Bank of Beijing wins bid to list shares on mainland - ResearchInChina

Date:2007-08-28liaoyan  Text Size:
THE Bank of Beijing received regulatory approval yesterday to issue 1.2 billion shares in Shanghai, putting it on a path to become the third city-level lender on the Chinese mainland to launch an initial public offering.

The Beijing-based bank's IPO proposal was approved by the China Securities Regulatory Commission, the stock regulator said on its Website. The timetable and size of the share sale were not disclosed.

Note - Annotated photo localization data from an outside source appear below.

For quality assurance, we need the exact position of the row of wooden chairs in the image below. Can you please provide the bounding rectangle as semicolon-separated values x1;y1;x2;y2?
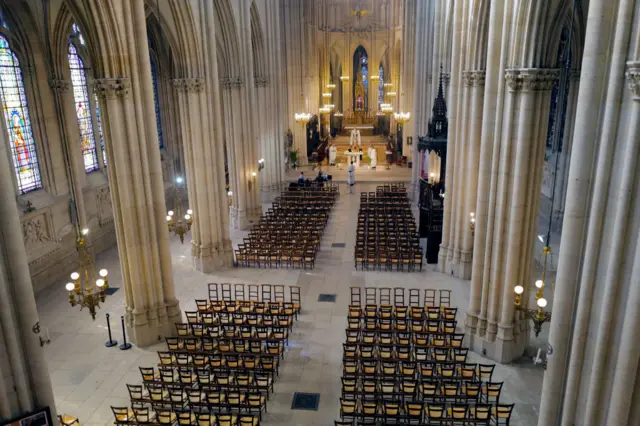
206;283;301;310
354;249;424;271
349;287;451;308
111;406;261;425
336;400;514;425
348;305;458;320
175;323;289;341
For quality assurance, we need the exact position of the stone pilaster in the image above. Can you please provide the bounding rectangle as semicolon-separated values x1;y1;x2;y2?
172;77;232;273
49;78;88;228
0;101;56;420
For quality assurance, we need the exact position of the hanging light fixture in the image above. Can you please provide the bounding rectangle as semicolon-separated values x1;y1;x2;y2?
327;83;336;89
64;228;109;320
322;92;332;98
295;112;312;124
514;245;553;337
166;176;193;243
394;111;411;124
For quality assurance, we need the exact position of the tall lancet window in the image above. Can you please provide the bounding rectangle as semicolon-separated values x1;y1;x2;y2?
68;43;98;172
0;34;42;193
150;56;164;148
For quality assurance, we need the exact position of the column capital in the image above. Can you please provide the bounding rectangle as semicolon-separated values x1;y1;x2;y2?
254;77;269;88
626;61;640;100
221;77;244;89
172;78;205;92
462;70;486;87
505;68;560;92
94;77;131;99
49;79;70;93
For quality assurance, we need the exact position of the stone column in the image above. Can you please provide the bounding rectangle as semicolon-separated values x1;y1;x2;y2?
49;78;88;229
0;104;56;420
466;68;557;363
173;78;233;272
537;0;635;421
467;0;507;338
438;0;465;272
459;70;485;279
222;78;262;230
552;70;580;229
93;0;183;346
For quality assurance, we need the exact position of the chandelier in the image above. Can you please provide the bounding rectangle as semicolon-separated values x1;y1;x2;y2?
326;83;336;89
294;112;311;125
380;103;393;114
166;176;193;244
322;92;332;98
334;111;344;117
514;245;552;336
340;75;350;81
394;112;411;124
64;228;108;320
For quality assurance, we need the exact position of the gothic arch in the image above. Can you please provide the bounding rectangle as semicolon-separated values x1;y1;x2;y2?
508;0;586;68
213;0;241;79
250;1;266;80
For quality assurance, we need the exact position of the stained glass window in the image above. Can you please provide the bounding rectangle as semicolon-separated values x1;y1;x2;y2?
150;56;164;148
0;35;42;193
71;23;85;46
95;93;105;165
68;43;99;172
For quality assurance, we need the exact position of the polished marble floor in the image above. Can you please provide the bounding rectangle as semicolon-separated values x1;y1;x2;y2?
36;183;542;426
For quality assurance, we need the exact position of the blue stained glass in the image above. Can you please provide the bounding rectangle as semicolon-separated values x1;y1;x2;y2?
0;35;42;193
150;57;164;148
68;42;99;172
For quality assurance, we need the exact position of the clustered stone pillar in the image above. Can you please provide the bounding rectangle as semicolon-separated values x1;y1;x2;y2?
467;68;558;363
537;0;640;421
93;0;181;346
222;78;262;230
173;78;232;272
0;107;56;420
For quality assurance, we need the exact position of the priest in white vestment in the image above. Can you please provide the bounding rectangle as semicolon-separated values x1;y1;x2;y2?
368;145;377;169
328;144;337;166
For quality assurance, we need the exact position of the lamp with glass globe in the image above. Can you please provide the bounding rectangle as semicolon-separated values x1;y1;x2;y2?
513;246;553;337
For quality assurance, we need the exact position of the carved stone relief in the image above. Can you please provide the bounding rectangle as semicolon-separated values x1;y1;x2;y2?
96;185;113;227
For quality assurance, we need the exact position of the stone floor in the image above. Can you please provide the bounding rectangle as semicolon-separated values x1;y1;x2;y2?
36;182;542;426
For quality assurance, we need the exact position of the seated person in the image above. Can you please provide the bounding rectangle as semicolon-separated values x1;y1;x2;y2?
297;172;305;184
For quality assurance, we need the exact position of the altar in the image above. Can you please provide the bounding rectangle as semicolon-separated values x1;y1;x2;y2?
344;151;361;168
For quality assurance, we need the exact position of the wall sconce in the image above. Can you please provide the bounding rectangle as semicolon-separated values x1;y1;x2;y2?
227;190;232;207
326;83;336;89
258;158;265;172
248;172;257;191
469;212;476;234
340;75;350;81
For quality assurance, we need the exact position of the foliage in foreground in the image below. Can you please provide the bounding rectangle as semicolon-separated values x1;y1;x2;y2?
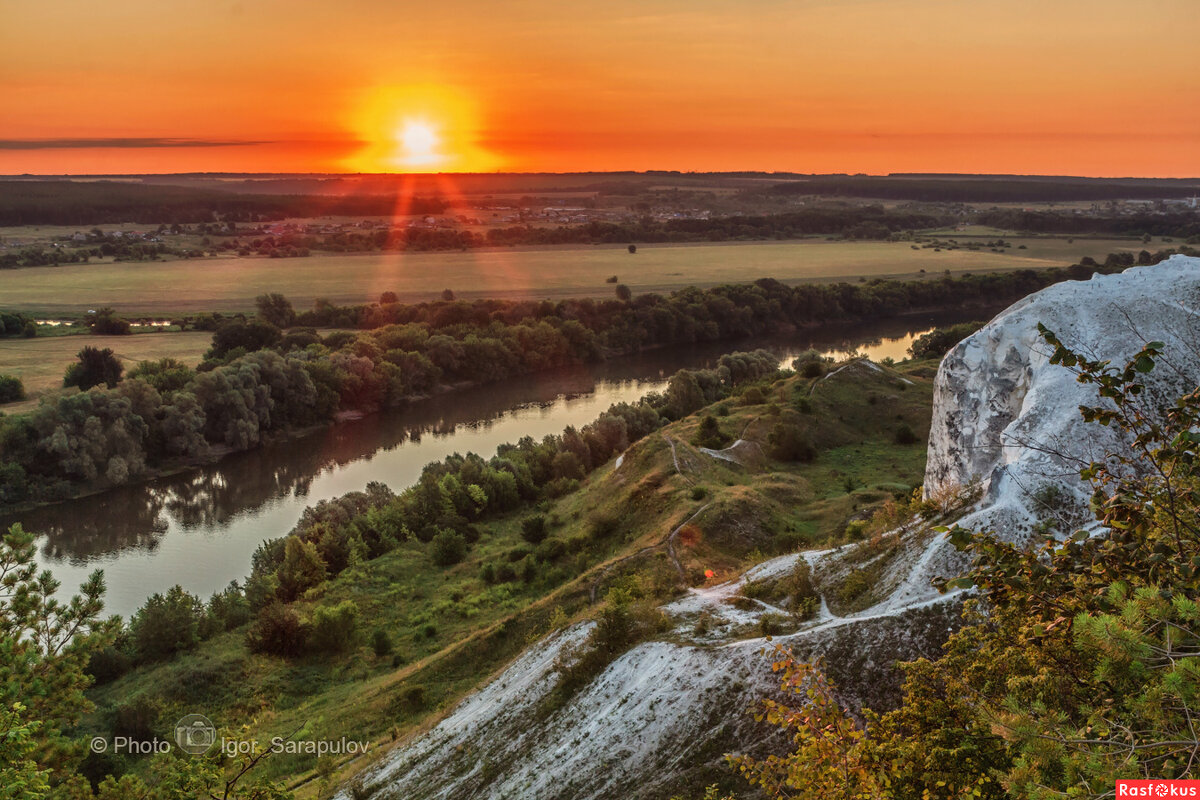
0;523;291;800
729;331;1200;798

The Bank of Beijing, the biggest mainland city commercial lender by assets, said in a preliminary prospectus that the planned yuan-denominated equity issue will account for 19.27 percent of its enlarged stock base.

The lender, 19.9 percent owned by ING Groep NV, has net assets per share of 1.96 yuan (26 US cents) in advance of the stock issue and held 263.9 billion yuan in total assets at the end of March.

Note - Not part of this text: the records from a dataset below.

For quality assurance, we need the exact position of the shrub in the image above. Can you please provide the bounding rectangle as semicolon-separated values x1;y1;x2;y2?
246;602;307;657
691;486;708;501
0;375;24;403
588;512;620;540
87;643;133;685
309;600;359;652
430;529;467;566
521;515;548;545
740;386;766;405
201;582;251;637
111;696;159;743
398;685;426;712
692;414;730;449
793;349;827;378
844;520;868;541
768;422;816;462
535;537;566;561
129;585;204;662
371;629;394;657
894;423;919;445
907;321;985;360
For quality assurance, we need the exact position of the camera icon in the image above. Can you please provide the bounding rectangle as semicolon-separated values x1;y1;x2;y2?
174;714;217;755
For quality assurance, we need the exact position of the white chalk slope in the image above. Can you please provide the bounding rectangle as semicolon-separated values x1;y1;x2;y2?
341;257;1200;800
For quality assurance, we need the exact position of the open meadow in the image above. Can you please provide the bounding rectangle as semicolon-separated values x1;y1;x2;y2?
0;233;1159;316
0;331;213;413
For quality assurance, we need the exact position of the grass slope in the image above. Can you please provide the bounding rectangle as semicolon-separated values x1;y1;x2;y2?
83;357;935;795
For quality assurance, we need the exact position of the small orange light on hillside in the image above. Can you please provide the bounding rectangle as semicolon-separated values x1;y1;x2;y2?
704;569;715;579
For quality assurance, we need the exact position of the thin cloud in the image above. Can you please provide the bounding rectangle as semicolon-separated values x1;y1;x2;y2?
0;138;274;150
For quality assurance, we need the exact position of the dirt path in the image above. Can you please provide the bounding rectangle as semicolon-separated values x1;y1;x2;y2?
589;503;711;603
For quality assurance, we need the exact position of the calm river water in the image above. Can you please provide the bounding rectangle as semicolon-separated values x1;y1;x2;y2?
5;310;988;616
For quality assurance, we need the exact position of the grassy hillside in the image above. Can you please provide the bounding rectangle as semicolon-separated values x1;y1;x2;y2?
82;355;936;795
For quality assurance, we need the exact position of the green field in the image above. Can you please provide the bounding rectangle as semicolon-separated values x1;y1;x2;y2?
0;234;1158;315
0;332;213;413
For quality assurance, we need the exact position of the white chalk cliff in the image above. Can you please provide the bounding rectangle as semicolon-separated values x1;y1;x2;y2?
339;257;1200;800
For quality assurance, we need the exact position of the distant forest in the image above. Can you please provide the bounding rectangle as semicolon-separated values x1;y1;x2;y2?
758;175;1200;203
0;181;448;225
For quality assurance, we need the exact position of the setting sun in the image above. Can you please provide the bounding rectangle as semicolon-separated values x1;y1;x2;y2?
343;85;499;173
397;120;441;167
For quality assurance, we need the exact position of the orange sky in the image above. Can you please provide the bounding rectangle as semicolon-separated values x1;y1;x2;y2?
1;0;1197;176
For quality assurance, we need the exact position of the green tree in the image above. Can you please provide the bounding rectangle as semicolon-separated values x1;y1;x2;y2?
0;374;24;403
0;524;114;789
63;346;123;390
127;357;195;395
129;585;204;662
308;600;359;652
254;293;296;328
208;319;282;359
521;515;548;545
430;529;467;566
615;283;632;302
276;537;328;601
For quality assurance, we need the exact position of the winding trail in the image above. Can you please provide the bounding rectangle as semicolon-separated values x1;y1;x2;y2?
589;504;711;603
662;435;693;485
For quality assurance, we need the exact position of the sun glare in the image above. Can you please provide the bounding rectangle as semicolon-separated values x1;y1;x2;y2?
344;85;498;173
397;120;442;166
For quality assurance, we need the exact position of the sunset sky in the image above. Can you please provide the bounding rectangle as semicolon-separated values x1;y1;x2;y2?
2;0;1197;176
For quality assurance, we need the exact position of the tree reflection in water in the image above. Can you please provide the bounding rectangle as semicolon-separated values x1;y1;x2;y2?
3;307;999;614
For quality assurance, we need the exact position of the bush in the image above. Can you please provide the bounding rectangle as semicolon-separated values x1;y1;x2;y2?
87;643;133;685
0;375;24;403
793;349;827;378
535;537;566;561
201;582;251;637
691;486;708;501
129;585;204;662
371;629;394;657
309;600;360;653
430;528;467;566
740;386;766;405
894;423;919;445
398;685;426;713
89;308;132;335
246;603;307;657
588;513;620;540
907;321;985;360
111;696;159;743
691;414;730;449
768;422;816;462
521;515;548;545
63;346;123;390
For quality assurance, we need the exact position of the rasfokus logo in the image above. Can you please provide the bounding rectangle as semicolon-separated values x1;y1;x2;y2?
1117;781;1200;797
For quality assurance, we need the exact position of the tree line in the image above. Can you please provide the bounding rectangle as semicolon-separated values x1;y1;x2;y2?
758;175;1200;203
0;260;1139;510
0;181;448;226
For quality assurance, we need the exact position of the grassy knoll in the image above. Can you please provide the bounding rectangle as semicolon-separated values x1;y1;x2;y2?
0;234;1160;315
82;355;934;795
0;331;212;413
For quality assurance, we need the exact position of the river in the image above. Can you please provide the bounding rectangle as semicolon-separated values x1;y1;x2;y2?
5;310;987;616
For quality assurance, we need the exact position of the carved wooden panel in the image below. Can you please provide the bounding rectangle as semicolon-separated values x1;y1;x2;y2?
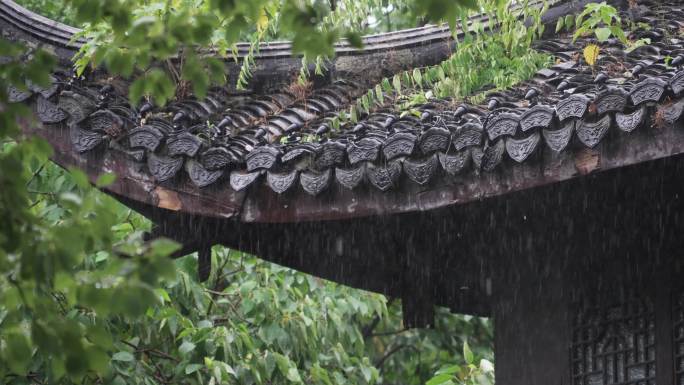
572;298;656;385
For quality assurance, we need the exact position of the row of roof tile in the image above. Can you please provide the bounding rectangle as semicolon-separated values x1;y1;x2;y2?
9;0;684;198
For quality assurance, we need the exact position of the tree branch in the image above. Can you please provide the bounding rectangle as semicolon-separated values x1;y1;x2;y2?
121;340;180;363
362;316;380;339
374;344;413;370
370;327;409;337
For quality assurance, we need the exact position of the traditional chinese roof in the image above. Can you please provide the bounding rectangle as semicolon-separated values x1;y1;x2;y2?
9;0;684;224
5;0;684;324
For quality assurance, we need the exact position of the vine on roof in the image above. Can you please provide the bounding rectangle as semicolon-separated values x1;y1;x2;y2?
313;0;553;138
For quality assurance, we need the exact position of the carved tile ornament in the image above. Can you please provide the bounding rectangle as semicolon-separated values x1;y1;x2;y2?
486;112;519;141
36;95;66;124
403;155;439;185
616;108;646;133
438;149;471;175
543;120;574;152
577;115;611;149
383;132;416;160
230;170;261;192
594;88;628;115
630;78;666;106
185;160;223;188
506;131;541;163
335;165;365;190
20;0;684;195
267;170;299;193
128;126;164;152
520;105;554;132
147;153;184;182
300;169;332;196
557;94;590;121
348;138;381;165
246;146;281;172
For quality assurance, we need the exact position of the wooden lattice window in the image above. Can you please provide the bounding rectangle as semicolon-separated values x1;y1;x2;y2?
675;291;684;385
571;298;656;385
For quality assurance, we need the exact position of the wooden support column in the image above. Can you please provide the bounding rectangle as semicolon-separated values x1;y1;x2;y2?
400;227;436;329
490;206;571;385
493;287;571;385
654;276;675;385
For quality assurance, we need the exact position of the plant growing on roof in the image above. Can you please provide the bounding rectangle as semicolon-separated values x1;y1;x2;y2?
423;0;551;99
325;0;552;130
558;2;651;68
572;2;627;44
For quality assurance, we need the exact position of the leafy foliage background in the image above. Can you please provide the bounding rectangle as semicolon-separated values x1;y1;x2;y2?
0;138;493;385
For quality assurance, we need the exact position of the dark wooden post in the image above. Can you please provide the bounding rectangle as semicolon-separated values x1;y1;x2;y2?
493;271;571;385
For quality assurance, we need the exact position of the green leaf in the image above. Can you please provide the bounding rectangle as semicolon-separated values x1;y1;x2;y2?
149;238;181;257
392;74;402;95
128;77;147;105
86;346;110;374
185;363;204;374
426;373;453;385
381;77;392;93
555;17;564;33
594;27;611;42
436;365;460;375
437;67;446;81
105;48;135;78
2;332;32;375
625;38;651;53
286;367;302;382
146;68;176;106
69;168;90;188
95;172;116;187
361;94;370;111
112;351;135;362
375;84;384;105
463;341;474;365
610;25;627;44
179;341;196;355
360;366;372;382
564;15;574;30
345;31;363;49
86;323;114;349
412;68;423;88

Earlier media reports said the Bank of Beijing is expected to raise about 13 billion yuan in the IPO.

Its capital-adequacy ratio, which measures capital against risk-weighted assets, amounted to 13.23 percent on March 31 while its non-performing loan ratio was 3.34 percent, according to an earlier statement.

After the stock issue, the ING stake will be diluted to 16.07 percent. The Dutch lender and other big shareholders can't sell their holdings within three years after the IPO. The International Finance Corp under the World Bank holds five percent of the bank.

"The stock issue will further bolster the lender's capital and help it conduct regional expansion," said Wu Ke, a Zhongtian Investment Consulting Co analyst. "The bank will likely enjoy the privilege of its location and benefit from the Olympic Games next year in Beijing."

Early last month, the Bank of Beijing was given the go-ahead to launch a branch in Shanghai, which became the lender's second venture outside the nation's capital. The bank's Tianjin branch opened in November last year.

The bank has said it will issue H shares in the Hong Kong stock market after the A-share flotation, though the schedule had not been decided as of yesterday.

The Bank of Nanjing and Bank of Ningbo in July became the first city banks to list domestically, stoking investor frenzy over smaller lenders, which usually feature better loan quality than their bigger rivals.